Bensonhurst resident Luis Perez-Ramirez, 44, was biking south on Fort Hamilton Parkway just before 3:15 p.m., when a 66-year-old yellow bus driver traveling in the same direction turned right at 41st Street and struck the cyclist, according to police. 

Paramedics brought Perez-Ramirez to Maimonides Hospital, where he died.

Cops did not arrest the driver, who stayed on the scene and was "free to go after the investigation," CBS reported. The bus was transporting 20 girls under the age of five from a local yeshiva, the Daily News reported.

The area’s Council Member, Shahana Hanif, broke news of the crash late Thursday. 

Perez-Ramirez was the 24th cyclist killed on New York City streets so far in 2023 — outpacing every single year since former Mayor Bill de Blasio launched Vision Zero:

This year's road fatalities mark a sharp increase in cyclist deaths. Chart: DOT

The tragic crash followed a similar incident elsewhere in Brooklyn earlier Thursday involving a right-turning school bus driver. In the crash, which was previously reported by Streetsblog, the bus driver plowed into a cyclist traveling with two kids on the busy Bergen Street school bike route in Prospect Heights.

The bus that killed Perez-Ramirez on Fort Hamilton Parkway has a record of dangerous driving in the area, including one speeding ticket speeding in July at Fort Hamilton and Bills Place, and another last November just four blocks away from Thursday's fatal crash at 37th Street, according to public records.

Fort Hamilton Parkway has a protected bike lane going southwest from Prospect Park that abruptly ends before Green-Wood Cemetery. The city's cycling maps direct cyclists onto nearby 12th Avenue, which has an unprotected bike lane, but many opt for the direct route along the cemetery.
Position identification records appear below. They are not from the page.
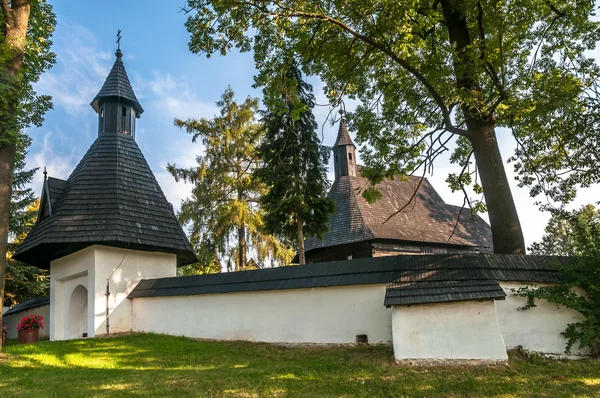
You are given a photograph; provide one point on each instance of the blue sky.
(171, 82)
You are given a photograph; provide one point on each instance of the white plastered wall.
(66, 273)
(129, 266)
(317, 315)
(91, 267)
(12, 320)
(465, 330)
(537, 329)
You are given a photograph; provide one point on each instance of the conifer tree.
(23, 282)
(294, 162)
(224, 202)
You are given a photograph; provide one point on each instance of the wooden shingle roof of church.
(427, 218)
(117, 85)
(343, 137)
(111, 198)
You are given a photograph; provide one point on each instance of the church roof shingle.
(111, 198)
(409, 279)
(426, 219)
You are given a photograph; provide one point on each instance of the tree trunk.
(504, 220)
(300, 226)
(16, 17)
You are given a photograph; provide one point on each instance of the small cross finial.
(118, 39)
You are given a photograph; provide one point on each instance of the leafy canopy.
(420, 78)
(574, 233)
(37, 58)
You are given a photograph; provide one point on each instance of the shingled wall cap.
(117, 85)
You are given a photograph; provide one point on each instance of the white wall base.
(466, 330)
(332, 315)
(537, 329)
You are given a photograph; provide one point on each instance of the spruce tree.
(23, 282)
(223, 207)
(294, 167)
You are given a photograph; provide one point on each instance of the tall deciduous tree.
(431, 71)
(224, 201)
(25, 31)
(293, 161)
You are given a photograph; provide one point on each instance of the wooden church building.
(107, 226)
(427, 225)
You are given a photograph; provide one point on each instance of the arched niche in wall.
(78, 313)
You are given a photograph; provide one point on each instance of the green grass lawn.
(156, 365)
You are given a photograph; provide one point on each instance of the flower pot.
(29, 336)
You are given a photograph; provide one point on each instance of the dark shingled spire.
(113, 199)
(117, 85)
(343, 136)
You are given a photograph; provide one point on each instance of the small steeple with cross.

The only truly protected path for cyclists in the area is Ocean Parkway, which only goes north and south.

That nearly bike lane-free zone south of Green-Wood Cemetery is Brooklyn's Community Board 12. Map: DOT

The bike lane's terminus on Fort Hamilton matches up with the beginning of Brooklyn Community Board 12's jurisdiction, which has logged a whopping 929 reported crashes so far this year injuring 508 people — nearly two a day, according to city crash statistics.

Four pedestrians and two cyclists have died this year alone in district, which ranks a depressing 45 out of the city's 59 community boards for protected bike lanes, according to data compiled by MIT. Less than 0.2 percent of the area's streets have protected bike lanes, even though the majority of its households don't own a car.

The Department of Transportation in 2017 earmarked CB12 as one of 10 "priority bicycle districts" due to its high rate of cyclists killed or injured and little infrastructure on streets like protected lanes to protect them.

The agency pledged to build 75 miles of bike lanes in these sectors by 2022, but missed the mark by nearly 20 miles, according to advocates with Transportation Alternatives, who slammed Mayor Adams's larger pattern of failing to design safer streets.

"Whether it's rolling back the McGuinness Boulevard redesign or canceling long-planned bus improvements on Fordham Road, this administration is not just neglecting safety — it's enabling future death and injury on the streets of New York City," said the group's executive director Danny Harris in a statement.